4. The fountain (boys only)
When we learned we were going to have a boy, lots of people started warning me to be sure to “cover him” while changing his diaper. I understood the premise, but it wasn’t until I saw it in action that I really understood how important it was. Fortunately, no one was in the line of fire.
3. The smell of formula
Baby formula has a very peculiar smell. In fact, it seems to be an amalgam of many different smells, each of them peculiar in its own right. The only one I’ve really been able to differentiate is potatoes. I haven’t checked to see if any potato-derived substances are actually in the formula, but there is definitely a potato-like smell in the mix.

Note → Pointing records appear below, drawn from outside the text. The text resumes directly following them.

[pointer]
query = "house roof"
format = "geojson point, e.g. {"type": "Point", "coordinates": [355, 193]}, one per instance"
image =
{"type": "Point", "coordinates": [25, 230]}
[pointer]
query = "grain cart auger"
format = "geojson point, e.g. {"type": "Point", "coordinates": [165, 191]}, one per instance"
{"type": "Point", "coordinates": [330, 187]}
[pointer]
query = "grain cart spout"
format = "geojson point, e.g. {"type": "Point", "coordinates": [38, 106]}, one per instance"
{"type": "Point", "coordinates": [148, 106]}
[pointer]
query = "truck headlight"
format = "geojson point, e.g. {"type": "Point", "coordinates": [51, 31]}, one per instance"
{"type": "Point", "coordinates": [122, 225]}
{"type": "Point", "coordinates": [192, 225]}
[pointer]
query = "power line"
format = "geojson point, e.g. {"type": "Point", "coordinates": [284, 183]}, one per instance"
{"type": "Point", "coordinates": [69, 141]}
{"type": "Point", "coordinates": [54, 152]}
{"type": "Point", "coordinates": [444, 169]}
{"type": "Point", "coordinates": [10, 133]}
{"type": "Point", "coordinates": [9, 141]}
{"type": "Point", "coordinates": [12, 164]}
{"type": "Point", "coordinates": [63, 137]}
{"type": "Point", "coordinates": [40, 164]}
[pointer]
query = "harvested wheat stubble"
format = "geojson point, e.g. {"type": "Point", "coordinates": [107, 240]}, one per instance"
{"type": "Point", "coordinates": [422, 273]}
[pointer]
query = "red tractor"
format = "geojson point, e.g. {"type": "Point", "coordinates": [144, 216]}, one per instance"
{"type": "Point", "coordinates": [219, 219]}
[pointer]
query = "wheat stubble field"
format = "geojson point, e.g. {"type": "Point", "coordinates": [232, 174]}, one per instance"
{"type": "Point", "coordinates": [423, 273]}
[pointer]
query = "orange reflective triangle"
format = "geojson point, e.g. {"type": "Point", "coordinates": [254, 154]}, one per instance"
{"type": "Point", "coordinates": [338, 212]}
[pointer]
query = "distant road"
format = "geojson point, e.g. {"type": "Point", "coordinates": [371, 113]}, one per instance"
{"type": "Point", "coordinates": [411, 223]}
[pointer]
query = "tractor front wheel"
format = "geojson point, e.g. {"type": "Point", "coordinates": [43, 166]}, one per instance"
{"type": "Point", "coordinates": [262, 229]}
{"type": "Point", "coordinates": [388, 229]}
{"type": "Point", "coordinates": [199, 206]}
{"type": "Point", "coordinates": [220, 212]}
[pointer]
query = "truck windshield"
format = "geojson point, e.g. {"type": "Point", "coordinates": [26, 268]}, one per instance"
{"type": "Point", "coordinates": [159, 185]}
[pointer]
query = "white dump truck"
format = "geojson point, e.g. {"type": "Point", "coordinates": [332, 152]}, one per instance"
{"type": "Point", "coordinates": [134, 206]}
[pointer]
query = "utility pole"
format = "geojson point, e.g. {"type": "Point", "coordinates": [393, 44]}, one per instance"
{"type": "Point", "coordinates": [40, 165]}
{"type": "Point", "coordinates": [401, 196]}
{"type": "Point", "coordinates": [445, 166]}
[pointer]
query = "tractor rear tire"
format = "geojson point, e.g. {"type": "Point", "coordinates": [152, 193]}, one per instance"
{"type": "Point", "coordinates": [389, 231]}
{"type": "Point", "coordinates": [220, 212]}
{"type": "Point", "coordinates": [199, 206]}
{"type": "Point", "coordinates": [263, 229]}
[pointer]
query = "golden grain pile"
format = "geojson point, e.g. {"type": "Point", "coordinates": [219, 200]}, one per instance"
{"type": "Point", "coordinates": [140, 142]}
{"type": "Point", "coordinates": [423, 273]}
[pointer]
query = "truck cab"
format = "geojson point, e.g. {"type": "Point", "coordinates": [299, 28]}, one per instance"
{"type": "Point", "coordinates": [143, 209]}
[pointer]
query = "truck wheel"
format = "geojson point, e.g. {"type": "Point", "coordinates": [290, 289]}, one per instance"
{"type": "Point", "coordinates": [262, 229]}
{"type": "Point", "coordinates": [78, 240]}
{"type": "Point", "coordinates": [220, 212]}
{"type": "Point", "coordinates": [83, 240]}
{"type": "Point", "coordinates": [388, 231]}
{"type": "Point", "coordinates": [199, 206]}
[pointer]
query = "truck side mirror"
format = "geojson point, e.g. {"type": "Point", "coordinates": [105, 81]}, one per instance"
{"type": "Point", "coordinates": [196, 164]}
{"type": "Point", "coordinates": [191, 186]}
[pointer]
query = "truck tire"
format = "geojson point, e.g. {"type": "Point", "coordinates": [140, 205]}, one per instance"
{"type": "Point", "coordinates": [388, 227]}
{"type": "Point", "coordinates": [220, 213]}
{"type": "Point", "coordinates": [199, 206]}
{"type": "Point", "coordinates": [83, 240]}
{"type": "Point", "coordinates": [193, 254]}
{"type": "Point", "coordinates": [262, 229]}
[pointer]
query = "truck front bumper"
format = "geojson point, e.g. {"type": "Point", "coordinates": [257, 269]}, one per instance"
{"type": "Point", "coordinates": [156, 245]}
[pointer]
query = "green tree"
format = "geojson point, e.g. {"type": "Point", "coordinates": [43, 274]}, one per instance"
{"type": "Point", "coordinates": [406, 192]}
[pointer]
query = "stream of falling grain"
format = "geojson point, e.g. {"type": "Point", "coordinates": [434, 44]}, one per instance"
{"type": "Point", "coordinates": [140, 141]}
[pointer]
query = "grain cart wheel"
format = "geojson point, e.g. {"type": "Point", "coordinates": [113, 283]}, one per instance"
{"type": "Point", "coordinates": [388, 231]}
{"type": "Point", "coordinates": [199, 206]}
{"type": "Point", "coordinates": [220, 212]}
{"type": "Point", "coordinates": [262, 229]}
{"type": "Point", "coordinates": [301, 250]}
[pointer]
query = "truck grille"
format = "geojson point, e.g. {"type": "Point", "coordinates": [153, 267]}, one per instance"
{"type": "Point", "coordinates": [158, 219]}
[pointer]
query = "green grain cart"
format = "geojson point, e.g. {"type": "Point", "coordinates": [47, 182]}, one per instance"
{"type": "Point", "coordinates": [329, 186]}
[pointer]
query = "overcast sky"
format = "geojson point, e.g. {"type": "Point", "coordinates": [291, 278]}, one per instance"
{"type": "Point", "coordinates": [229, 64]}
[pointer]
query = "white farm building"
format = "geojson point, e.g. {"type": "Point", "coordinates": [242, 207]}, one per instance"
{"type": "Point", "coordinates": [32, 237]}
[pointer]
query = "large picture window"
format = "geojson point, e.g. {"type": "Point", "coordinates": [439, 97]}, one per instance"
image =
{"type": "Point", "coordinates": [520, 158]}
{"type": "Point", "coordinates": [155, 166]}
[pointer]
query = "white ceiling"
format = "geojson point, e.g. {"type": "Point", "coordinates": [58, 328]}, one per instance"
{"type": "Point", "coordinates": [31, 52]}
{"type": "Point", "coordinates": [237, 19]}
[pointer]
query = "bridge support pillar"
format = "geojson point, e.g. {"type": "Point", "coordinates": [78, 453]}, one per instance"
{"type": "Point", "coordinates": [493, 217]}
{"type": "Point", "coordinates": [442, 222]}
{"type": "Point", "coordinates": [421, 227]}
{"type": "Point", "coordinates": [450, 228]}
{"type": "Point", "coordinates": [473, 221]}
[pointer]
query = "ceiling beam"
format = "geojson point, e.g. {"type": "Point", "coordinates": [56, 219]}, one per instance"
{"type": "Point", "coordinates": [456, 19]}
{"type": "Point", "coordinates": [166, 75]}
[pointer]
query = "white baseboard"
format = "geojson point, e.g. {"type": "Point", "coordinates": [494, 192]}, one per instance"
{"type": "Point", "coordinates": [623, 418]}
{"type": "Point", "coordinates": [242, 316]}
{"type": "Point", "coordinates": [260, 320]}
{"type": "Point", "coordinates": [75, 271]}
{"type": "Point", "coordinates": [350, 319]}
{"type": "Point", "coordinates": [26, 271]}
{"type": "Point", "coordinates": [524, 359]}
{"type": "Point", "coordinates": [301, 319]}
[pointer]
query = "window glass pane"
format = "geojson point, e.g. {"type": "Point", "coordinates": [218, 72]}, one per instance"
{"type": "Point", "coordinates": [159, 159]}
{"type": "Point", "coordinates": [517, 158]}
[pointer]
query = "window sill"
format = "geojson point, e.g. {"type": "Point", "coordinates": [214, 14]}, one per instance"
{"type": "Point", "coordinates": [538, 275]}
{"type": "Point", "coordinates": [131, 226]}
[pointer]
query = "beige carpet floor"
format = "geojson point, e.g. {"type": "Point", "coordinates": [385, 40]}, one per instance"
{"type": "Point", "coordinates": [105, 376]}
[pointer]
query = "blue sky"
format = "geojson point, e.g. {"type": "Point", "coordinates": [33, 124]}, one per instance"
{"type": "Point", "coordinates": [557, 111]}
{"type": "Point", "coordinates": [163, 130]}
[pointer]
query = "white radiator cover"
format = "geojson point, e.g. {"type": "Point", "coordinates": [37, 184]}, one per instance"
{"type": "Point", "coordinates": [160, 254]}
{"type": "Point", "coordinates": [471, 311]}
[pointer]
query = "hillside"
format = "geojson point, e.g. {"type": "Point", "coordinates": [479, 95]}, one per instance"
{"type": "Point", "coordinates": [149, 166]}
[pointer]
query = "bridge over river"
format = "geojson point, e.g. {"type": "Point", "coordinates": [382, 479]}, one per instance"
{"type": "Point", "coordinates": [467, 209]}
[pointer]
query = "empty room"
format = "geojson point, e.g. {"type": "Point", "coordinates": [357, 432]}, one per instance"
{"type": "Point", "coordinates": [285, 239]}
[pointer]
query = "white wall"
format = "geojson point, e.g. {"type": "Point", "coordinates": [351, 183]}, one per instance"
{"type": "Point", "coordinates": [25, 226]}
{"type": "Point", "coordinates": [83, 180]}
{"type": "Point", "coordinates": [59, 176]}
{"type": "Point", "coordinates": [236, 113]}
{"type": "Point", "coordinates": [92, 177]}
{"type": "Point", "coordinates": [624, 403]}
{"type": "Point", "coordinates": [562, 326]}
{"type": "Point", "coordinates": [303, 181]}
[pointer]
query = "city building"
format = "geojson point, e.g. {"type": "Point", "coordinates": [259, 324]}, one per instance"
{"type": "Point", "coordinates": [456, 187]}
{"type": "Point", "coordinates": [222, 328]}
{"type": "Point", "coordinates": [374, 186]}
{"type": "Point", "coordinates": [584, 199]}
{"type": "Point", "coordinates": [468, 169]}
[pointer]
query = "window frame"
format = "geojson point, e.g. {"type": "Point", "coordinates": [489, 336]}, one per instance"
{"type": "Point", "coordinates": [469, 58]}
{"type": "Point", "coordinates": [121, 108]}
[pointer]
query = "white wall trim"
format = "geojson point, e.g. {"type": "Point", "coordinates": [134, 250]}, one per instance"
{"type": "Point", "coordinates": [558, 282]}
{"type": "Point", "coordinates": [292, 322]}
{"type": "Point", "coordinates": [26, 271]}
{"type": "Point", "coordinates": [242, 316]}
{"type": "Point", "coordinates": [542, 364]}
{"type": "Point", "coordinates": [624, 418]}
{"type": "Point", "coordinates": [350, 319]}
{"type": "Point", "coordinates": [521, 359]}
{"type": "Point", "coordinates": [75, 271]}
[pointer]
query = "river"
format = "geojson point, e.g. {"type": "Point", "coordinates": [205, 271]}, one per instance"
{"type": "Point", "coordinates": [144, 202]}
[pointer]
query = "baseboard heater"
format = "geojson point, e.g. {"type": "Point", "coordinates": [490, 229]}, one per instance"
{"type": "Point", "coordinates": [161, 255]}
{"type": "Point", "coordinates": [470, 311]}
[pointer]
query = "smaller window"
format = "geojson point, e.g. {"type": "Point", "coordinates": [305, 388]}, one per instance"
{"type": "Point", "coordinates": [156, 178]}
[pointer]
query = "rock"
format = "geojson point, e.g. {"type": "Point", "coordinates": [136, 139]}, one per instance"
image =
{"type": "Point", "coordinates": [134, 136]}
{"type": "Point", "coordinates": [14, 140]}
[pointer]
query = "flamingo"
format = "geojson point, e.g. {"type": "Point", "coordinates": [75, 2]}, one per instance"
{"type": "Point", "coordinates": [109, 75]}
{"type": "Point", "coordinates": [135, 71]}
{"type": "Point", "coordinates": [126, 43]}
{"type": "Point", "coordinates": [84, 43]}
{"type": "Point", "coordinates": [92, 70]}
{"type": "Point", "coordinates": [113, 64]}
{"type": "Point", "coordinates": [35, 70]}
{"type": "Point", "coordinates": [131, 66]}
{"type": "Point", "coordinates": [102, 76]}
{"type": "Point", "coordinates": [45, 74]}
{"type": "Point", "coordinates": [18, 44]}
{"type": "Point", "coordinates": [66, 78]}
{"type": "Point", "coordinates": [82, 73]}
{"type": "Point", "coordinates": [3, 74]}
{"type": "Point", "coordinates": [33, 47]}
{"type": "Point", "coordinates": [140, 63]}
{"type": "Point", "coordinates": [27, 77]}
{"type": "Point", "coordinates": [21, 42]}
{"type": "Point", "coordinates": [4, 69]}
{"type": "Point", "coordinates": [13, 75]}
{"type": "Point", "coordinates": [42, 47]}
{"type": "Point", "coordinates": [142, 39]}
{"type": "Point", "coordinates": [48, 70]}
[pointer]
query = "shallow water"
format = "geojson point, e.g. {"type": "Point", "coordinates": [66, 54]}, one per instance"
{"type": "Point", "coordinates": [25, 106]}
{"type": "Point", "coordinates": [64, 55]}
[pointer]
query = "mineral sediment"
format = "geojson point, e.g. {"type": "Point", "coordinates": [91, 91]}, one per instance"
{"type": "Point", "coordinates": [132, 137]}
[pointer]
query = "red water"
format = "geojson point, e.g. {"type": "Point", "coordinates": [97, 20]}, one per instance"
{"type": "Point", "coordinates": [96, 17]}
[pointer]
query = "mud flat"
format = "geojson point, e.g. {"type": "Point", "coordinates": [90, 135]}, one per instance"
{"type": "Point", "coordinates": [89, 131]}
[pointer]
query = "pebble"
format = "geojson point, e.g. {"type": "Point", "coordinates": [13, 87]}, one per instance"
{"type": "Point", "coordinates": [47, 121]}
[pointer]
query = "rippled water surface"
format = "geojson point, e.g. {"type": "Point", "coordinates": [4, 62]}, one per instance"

One thing is certain though: once you’ve smelled baby formula, everything smells like it.
2. The umbilical cord
OK, I actually learned this about 6 months ago when my niece was born, but it was still quite a shock. I always had this impression that the umbilical cord was completely removed at birth, but in fact a little stub of it remains attached to the baby’s abdomen for several days to a few weeks. You have to swab it with alcohol to stave off infection, and day by day it gets more shriveled, harder, and discolored (not that it was a pretty color to begin with). Our baby’s umbilical stub fell off about 2 weeks after he was born, and SLP compared the detached remnant to a crusty bit of chicken that was stuck on our barbecue grill for a week.
What is “meconium,” you ask? It is nothing short of incontrovertible proof that babies are aliens from a world far stranger than our own. Merriam-Webster describes it as “a dark greenish mass that accumulates in the bowel during fetal life and is discharged shortly after birth.” Yes, in fact it is a dense, sticky, green-black, tar-like substance that fills a newborn’s diapers for the first two days or so after birth. Its most distinctive trait, however, and one you don’t even really appreciate until the “regular” bowel movements begin, is that it is devoid of odor.